Feng and his daughter made their obeisance and left.


The next morning Ma Joong came to report for duty very early, when Judge Dee was still eating his morning rice, out on the veranda. A thin mist hung over the silent park; the wet garlands of coloured silk drooped limply among the trees.

The judge gave his lieutenant a brief account of his talk with Feng and his daughter. He concluded: ‘Presently we shall go and try to find Miss Ling. Tell the manager to have two horses ready for us. If Miss Ling is not back in her hovel, we’ll have to make a fairly long ride up-country, to the north of the island.’

When Ma Joong came back Judge Dee was just putting down his chopsticks. He rose and went inside, telling Ma Joong to lay out his brown travelling robe. While helping the judge to change, Ma asked:

‘I suppose that Kia Yu-po isn’t implicated in all those queer goings on, sir?’

‘No. Why?’

‘I happened to hear last night that he plans to leave the island, together with a girl he has fallen in love with. His engagement to Miss Feng was more or less foisted on him, I gathered.’

‘Let them go. I don’t need him. I think we’ll be able to leave here too today, Ma Joong. In your spare hours you got all the amusement you wanted, I trust?’

‘I did indeed! But Paradise Island is a very expensive place!’

‘I don’t doubt it,’ the judge said, winding the black sash round his waist. ‘But you had two silver pieces, those’ll have sufficed.’

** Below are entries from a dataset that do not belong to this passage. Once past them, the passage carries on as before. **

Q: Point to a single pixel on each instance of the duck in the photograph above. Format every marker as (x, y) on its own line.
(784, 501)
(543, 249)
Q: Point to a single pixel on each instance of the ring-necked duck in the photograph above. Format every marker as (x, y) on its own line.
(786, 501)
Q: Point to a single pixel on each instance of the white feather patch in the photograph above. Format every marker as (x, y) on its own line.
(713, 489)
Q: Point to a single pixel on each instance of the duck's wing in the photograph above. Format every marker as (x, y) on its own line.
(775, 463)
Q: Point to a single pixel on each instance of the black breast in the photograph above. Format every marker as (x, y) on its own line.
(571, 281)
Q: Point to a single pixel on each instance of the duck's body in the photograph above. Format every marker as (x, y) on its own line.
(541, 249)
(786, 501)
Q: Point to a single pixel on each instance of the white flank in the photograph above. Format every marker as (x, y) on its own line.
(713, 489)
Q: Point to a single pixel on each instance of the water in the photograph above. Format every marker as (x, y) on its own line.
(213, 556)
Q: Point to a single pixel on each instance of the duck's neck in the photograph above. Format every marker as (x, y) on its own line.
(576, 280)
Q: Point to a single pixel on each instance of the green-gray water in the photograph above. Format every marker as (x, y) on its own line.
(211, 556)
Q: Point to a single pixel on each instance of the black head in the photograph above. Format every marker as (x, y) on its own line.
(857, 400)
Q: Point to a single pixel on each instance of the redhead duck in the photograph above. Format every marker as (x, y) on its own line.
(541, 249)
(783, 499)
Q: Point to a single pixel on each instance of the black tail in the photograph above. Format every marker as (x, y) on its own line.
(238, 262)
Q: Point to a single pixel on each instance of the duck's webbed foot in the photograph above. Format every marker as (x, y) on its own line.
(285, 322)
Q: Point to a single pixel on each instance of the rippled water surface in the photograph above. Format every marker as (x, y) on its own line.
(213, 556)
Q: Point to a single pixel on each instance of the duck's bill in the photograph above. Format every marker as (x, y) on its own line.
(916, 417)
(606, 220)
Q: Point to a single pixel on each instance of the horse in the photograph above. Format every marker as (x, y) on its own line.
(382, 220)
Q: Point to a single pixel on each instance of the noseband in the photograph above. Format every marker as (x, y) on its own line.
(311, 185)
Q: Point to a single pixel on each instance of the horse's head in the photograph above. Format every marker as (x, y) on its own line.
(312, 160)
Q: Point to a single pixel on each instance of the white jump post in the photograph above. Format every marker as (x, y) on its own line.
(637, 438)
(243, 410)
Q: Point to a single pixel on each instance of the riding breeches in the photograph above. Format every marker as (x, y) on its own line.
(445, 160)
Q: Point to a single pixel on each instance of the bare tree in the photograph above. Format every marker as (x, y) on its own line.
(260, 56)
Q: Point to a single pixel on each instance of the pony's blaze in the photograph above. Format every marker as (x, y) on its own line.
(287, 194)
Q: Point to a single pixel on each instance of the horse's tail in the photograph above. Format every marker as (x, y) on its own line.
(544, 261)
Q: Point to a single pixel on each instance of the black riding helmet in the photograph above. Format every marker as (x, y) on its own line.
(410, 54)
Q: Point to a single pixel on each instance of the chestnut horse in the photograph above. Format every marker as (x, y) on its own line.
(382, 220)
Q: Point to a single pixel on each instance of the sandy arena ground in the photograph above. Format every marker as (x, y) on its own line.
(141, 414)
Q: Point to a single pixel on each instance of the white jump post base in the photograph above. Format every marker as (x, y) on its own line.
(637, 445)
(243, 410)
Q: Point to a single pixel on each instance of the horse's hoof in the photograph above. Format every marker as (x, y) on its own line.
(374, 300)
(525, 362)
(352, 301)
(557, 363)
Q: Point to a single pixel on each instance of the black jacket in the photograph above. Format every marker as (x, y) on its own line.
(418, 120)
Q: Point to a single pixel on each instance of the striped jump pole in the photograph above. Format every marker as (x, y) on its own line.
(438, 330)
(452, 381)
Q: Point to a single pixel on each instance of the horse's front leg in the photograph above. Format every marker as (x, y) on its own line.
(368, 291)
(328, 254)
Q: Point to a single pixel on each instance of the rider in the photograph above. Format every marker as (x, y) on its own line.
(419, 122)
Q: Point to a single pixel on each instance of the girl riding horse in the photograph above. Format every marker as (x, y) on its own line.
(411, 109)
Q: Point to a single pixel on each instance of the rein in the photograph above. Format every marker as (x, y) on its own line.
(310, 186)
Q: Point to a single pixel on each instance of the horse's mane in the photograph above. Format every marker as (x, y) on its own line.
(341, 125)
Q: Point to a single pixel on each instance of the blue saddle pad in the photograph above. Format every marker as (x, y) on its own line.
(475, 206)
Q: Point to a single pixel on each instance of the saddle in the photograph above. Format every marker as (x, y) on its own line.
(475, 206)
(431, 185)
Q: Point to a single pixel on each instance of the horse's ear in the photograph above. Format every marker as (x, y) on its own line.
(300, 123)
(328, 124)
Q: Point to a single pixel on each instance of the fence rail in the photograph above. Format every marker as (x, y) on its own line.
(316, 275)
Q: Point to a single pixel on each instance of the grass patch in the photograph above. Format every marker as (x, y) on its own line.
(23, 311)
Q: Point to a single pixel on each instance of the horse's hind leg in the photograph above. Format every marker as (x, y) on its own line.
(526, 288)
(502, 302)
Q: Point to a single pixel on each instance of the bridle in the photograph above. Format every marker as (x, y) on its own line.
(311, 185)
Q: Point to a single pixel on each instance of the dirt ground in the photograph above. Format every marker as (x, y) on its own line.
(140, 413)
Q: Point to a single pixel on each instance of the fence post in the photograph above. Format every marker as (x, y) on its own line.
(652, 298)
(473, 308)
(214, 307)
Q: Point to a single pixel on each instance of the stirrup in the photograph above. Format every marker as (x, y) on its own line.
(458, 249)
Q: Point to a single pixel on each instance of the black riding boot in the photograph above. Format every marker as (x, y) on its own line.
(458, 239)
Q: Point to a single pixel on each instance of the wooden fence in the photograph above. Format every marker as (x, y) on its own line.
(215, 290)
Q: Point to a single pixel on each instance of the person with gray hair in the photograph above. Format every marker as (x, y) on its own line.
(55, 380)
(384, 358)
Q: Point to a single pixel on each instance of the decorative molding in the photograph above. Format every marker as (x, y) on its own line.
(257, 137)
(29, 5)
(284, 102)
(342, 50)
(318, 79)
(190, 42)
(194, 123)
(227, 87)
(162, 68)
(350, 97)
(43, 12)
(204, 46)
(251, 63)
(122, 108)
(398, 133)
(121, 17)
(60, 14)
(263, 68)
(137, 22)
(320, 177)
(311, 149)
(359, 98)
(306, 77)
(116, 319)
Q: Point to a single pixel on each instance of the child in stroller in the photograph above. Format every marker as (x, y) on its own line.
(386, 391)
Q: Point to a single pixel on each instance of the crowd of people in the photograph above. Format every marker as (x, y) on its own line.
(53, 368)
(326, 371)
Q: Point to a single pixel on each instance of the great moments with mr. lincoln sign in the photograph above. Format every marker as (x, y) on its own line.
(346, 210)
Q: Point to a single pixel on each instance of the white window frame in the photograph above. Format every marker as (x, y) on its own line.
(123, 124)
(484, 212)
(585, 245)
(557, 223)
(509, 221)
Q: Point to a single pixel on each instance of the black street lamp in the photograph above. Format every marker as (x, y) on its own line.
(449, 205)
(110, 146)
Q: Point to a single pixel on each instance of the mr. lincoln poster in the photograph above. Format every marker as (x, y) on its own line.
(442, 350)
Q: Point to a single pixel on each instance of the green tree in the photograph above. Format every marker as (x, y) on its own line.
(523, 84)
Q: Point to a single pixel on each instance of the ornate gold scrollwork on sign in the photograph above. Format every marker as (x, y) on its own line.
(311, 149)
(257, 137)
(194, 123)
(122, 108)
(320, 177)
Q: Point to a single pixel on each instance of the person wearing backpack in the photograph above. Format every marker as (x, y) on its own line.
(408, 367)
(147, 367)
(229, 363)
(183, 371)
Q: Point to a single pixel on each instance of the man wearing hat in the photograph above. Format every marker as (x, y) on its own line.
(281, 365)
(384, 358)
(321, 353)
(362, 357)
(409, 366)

‘To tell you the truth, sir, they didn’t! I had a very good time, but all my money is gone.’

‘Well, I hope it was worth it! And you still have your capital, the gold you inherited from your uncle.’

‘That’s gone too, sir,’ Ma Joong remarked.

‘What’s that? Those two gold bars you intended to save for later? That’s incredible!’

Ma Joong nodded sadly.

‘The fact is, Your Honour, that I found here too many attractive girls, far too many! And far too expensive!’

‘It’s disgraceful!’ Judge Dee burst out. ‘Squandering two whole gold bars on wine and women!’ He adjusted his black cap with an angry jerk. Then he sighed and said with a resigned shrug: ‘You’ll never learn, Ma Joong.’

They walked in silence to the front courtyard and ascended their horses.

Riding ahead, Ma Joong took the judge through the back streets and across the piece of wasteland. At the entrance of the path leading on among the trees, he halted his horse and remarked that it was there that he and his two friends had been attacked. He asked:

‘Did Feng know what was behind that attack, sir?’

‘He thinks he does, but he doesn’t. I know. It was aimed at me.’

Ma Joong wanted to asked what that meant but the judge had already urged on his horse. When the large yew-tree came into sight Ma Joong pointed at the hovel standing against its gnarled trunk. Judge Dee nodded. He dismounted and handed the reins of his horse to Ma Joong, saying:

‘You stay here and wait for me.’

He walked on alone through the wet grass. The morning sun had not yet succeeded in piercing the dense foliage that overhung the shed’s roof. It was clammy in the shadow; there was an unpleasant odour of rotting leaves. A faint shimmer of light appeared behind the dirty oil-paper of the single window.

Judge Dee stepped up close to the ramshackle door and listened. He heard a strangely beautiful voice softly croon an old melody. He remembered that it had been popular when he was still a child. He pulled the door open and entered. While he was standing there, just inside the entrance, the door fell shut behind him, creaking on rusty hinges.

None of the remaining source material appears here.